Ironia a parte, nessuno è disponibile ad accettare lezioni da primo della classe dal presidente del Codacons e quando parla genericamente dei ?parenti illustri?, che affollano i corridoi degli uffici regionali, cercando con questo di fare di tutta l`erba un fascio, sarebbe stato anche opportuno che lo stesso avesse fatto i nomi dei politici interessati alla vicenda ?parentopoli?. Da parte mia posso affermare con assoluta certezza e senza tema di smentita che nelle strutture speciali e negli elenchi delle consulenze a qualsiasi titolo non ci sono miei parenti almeno fino al venticinquesimo grado. Mi auguro che l`avvocato Di Lieto possa fare e dire altrettanto.

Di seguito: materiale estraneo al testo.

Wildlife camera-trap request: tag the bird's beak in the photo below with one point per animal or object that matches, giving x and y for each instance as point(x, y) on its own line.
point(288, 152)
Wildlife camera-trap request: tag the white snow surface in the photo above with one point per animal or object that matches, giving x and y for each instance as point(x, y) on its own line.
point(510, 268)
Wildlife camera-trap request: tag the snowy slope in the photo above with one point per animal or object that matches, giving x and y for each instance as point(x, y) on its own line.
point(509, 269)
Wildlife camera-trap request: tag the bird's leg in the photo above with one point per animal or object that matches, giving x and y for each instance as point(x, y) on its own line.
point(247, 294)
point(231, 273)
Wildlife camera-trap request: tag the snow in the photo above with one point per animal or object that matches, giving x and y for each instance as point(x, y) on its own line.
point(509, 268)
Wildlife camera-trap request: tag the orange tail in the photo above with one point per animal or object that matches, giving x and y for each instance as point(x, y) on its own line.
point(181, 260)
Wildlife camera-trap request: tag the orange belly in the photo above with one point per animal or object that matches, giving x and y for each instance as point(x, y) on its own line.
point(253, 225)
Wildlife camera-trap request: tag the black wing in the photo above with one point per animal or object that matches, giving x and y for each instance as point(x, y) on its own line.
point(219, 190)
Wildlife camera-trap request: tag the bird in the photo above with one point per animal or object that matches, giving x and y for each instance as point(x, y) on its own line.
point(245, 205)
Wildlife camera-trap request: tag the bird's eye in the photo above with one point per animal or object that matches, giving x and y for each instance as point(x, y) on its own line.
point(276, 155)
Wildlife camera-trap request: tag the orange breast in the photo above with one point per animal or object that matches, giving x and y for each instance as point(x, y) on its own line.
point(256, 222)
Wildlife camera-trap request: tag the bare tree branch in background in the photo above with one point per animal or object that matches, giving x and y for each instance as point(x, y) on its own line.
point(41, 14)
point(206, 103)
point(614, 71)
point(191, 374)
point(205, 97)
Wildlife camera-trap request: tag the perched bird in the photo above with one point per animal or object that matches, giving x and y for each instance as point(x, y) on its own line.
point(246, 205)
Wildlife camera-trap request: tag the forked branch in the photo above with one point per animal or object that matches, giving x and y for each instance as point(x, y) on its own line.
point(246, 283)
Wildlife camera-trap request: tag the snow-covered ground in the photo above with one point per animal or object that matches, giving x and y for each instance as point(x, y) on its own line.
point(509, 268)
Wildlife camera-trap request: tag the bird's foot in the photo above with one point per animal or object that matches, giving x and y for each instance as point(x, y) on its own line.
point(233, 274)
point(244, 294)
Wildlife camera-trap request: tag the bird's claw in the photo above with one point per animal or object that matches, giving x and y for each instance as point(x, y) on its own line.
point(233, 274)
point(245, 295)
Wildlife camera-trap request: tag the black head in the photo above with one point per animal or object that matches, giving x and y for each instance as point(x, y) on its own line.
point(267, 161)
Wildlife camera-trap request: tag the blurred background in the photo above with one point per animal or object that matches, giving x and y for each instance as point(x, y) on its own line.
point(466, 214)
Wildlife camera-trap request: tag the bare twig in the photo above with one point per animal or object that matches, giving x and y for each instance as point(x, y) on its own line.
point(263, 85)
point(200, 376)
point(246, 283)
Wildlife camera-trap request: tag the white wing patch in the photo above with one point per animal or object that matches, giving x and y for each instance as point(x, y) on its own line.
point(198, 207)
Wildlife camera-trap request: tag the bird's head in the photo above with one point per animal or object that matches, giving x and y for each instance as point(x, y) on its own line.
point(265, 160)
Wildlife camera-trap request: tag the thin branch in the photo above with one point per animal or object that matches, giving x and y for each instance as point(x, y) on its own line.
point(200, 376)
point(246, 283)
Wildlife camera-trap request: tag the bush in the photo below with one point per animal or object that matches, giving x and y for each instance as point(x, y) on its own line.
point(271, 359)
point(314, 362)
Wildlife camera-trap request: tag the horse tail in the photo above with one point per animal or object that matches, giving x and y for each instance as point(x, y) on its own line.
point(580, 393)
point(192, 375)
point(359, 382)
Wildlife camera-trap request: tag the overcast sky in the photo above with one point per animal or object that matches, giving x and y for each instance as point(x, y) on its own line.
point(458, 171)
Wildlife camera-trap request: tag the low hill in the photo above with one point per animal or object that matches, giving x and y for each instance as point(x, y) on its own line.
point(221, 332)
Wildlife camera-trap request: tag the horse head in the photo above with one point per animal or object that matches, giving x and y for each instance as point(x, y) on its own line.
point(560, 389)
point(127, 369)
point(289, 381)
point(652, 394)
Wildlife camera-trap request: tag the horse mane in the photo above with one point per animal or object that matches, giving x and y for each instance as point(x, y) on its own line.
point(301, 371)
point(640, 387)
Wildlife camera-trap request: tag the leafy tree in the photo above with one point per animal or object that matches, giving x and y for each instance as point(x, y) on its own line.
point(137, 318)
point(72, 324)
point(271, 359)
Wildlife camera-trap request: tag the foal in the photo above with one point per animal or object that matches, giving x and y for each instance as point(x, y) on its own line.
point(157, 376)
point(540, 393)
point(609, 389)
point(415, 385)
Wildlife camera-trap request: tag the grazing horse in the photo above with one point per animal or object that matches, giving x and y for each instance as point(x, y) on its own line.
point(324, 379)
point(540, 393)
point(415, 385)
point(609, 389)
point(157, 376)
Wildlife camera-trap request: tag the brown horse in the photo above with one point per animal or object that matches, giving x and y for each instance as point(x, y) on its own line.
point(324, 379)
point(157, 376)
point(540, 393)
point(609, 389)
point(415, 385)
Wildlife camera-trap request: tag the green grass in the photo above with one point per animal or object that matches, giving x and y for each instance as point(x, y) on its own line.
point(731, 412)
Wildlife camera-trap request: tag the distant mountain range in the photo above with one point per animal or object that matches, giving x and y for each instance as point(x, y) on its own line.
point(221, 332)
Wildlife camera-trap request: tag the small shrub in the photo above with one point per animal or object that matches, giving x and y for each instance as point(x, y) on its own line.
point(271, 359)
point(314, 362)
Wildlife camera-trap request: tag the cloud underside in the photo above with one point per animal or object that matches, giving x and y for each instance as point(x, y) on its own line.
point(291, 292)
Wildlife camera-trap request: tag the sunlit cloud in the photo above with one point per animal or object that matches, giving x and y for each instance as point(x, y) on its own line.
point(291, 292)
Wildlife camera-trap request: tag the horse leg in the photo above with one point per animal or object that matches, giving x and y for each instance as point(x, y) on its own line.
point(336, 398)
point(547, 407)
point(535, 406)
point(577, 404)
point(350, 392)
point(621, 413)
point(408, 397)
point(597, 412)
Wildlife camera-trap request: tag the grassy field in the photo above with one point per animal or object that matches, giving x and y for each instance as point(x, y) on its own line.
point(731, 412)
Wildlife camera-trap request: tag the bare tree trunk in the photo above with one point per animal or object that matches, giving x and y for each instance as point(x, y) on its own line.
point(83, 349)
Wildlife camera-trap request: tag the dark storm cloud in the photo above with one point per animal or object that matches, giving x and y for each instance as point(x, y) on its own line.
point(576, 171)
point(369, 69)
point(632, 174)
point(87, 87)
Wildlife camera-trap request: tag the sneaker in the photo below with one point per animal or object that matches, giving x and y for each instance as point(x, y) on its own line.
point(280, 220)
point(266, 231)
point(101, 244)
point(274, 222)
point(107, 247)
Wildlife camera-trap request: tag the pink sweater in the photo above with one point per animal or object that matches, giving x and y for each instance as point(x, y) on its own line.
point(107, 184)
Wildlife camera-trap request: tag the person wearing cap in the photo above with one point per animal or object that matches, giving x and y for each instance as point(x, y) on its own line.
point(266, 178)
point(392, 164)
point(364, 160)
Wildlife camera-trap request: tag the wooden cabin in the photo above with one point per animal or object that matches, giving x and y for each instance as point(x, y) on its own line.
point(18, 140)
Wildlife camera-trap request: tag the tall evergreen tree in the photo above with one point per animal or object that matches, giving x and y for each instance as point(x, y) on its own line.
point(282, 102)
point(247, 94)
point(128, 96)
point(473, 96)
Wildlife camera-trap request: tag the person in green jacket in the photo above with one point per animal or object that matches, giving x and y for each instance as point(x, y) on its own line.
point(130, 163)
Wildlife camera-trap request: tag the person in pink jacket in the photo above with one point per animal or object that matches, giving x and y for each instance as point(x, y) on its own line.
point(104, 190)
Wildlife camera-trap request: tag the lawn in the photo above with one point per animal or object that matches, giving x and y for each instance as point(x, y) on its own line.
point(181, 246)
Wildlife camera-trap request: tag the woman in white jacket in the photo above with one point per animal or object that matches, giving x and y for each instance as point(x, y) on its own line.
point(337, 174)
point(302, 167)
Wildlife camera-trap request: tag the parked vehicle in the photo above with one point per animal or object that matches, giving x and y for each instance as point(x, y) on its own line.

Quanto alla mia proposta, devo ancora una volta precisare la sua natura e la sua finalità. Sono del parere che la campagna di criminalizzazione della Calabria sia un ostacolo enorme ad ogni ipotesi di sviluppo della nostra regione. E` una campagna trasversale che sta procurando danni enormi alla già fragile immagine della nostra martoriata terra. Noi chiediamo che si faccia piena luce sull`omicidio Fortugno e sui legami tra la criminalità e settori della politica, ma non possiamo accettare il superficiale giudizio dell`Espresso su tutto il sistema politico calabrese. La Calabria è in ginocchio, subisce un durissimo attacco da parte della mafia, ma proprio per questo ha bisogno di Istituzioni credibili e autorevoli che sappiano guidare un processo di riscatto. Se l`avvocato Di Lieto vuole accodarsi a questa campagna di delegittimazione democratica della Calabria è padrone di farlo. Se vuole rovesciare sulle Istituzioni la sua delusione di candidato non votato, sono fatti suoi. La gente può ben giudicare. Io insisto sulla necessità di tutelare quanto di buono la nostra regione esprime: giovani preparati e studiosi, università come centri di sapere, imprenditori giovani che si ribellano alle estorsioni, professionisti di valore, politici che vogliono fare onestamente la loro parte. Questa Calabria sana è stata accomunata alla mafia da un servizio giornalistico, ma soprattutto da una rappresentazione negativa della copertina, che non esito a definire vergognoso e distruttivo. Nessuno vuole coprire i problemi enormi della nostra regione, né dire che qui viviamo in una specie di paradiso terrestre. Ma non e nemmeno possibile elevare a simbolo della Calabria un cartello sforacchiato dai proiettili o un mitra».